Giant aid organisations are inseparable from the British establishment that pays for them.
Oxfam is just one example of these groups.
More than a quarter of Oxfam’s funding comes directly from the state.
Much of the rest comes from large corporations and the enormous retail chain that makes it Europe’s biggest high street bookseller.
Oxfam is credited with diverting the Make Poverty History campaign away from criticism of Western trade policies and towards backing Tony Blair and Gordon Brown.
It approved white wristbands for the campaign that it knew had been made in sweatshops.
Oxfam has used public money to expand “microfinance” schemes.
These schemes give credit to poor people who don’t have access to banks.
There has been much hype about how this empowers women and cuts poverty.
But the most common result has been to plunge poor people deeper into debt.
In warzones Oxfam works hand in hand with Western armies.
“Huge amounts of aid are going to Afghanistan and it is really about winning the war,” according to former Oxfam official Tony Vaux.
“Aid is being used as part of the military strategy.”
Tony Vaux quit Oxfam after the 1999 war in Kosovo.
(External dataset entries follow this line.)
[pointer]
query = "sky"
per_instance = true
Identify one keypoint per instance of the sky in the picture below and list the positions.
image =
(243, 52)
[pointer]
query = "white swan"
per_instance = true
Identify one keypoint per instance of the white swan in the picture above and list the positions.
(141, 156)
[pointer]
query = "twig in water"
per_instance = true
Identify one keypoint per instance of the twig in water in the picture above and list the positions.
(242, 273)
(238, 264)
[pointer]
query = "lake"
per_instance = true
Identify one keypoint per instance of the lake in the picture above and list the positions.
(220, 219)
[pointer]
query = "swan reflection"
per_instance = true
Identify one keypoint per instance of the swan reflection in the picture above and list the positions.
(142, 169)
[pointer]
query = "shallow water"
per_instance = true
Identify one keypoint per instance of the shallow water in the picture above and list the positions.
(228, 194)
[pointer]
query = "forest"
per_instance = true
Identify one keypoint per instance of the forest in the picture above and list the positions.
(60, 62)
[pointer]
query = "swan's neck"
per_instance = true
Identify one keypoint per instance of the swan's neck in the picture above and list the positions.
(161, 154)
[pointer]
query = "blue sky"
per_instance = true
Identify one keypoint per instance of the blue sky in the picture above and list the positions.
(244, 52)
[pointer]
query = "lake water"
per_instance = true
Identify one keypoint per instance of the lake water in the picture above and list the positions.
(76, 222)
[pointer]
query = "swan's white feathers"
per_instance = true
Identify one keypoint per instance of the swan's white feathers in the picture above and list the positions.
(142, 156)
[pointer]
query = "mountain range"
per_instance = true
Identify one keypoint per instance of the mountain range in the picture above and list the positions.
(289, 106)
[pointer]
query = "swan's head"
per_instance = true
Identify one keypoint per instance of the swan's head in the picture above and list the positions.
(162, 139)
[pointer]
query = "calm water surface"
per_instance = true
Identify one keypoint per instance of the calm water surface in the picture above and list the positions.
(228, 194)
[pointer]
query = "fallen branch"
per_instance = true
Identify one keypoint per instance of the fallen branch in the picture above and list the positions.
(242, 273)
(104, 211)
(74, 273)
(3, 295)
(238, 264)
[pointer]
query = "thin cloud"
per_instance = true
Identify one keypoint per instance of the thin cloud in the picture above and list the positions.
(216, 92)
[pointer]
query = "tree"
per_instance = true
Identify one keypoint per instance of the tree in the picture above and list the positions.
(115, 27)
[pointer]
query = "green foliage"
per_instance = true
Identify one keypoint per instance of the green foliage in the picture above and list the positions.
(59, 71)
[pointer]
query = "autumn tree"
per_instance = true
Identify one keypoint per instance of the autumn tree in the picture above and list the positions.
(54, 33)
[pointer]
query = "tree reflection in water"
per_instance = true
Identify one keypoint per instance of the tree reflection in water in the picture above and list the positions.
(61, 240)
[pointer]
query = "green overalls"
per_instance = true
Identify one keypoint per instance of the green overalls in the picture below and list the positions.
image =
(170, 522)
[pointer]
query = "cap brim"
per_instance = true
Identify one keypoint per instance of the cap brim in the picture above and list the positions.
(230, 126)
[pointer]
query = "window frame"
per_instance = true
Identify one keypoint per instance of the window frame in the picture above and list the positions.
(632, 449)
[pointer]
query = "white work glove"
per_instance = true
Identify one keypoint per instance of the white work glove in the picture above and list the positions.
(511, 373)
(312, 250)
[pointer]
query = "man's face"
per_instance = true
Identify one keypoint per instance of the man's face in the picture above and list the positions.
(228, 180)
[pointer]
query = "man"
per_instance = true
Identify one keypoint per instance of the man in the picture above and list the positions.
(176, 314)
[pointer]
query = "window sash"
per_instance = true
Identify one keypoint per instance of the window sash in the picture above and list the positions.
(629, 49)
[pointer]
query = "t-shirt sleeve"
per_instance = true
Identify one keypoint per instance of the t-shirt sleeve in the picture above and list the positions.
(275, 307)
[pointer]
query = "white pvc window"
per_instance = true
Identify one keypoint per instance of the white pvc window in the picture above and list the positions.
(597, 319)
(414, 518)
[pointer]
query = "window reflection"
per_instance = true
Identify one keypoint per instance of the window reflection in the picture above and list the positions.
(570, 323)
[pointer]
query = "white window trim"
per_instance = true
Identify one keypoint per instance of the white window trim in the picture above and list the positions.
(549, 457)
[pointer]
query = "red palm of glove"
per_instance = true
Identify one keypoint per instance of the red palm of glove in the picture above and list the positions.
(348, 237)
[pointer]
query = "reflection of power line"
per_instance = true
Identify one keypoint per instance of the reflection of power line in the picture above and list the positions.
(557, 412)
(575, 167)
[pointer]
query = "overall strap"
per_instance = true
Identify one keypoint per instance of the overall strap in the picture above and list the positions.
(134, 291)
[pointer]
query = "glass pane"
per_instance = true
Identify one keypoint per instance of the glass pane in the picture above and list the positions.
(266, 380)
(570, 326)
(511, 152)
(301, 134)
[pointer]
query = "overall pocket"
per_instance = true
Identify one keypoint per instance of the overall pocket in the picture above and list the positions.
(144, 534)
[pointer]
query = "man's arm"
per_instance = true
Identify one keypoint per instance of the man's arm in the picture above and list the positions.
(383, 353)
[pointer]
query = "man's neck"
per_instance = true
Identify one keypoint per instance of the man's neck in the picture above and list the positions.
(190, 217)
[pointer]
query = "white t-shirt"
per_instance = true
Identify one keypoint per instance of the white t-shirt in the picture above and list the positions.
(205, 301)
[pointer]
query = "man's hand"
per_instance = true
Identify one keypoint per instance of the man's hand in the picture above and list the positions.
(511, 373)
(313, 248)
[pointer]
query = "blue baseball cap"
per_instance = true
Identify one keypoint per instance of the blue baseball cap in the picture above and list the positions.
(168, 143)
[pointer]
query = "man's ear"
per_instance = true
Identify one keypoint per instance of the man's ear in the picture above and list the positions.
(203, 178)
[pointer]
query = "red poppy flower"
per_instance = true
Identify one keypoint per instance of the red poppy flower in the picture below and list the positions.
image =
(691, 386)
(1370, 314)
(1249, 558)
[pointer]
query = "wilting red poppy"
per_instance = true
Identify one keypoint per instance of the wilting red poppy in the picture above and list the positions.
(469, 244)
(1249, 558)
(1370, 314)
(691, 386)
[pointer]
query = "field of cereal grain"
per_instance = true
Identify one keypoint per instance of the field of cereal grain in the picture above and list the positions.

He wrote a book called The Selfish Altruist.
In it he wrote, “As the bombing became more and more indiscriminate, I realised that I was not on the side of the poor and suffering but of an awesome punitive power with its own objectives”.
Vaux described Oxfam staff who had worked closely with Nato troops.
He concluded that, “We had not behaved as impartial humanitarians but as part of Nato”.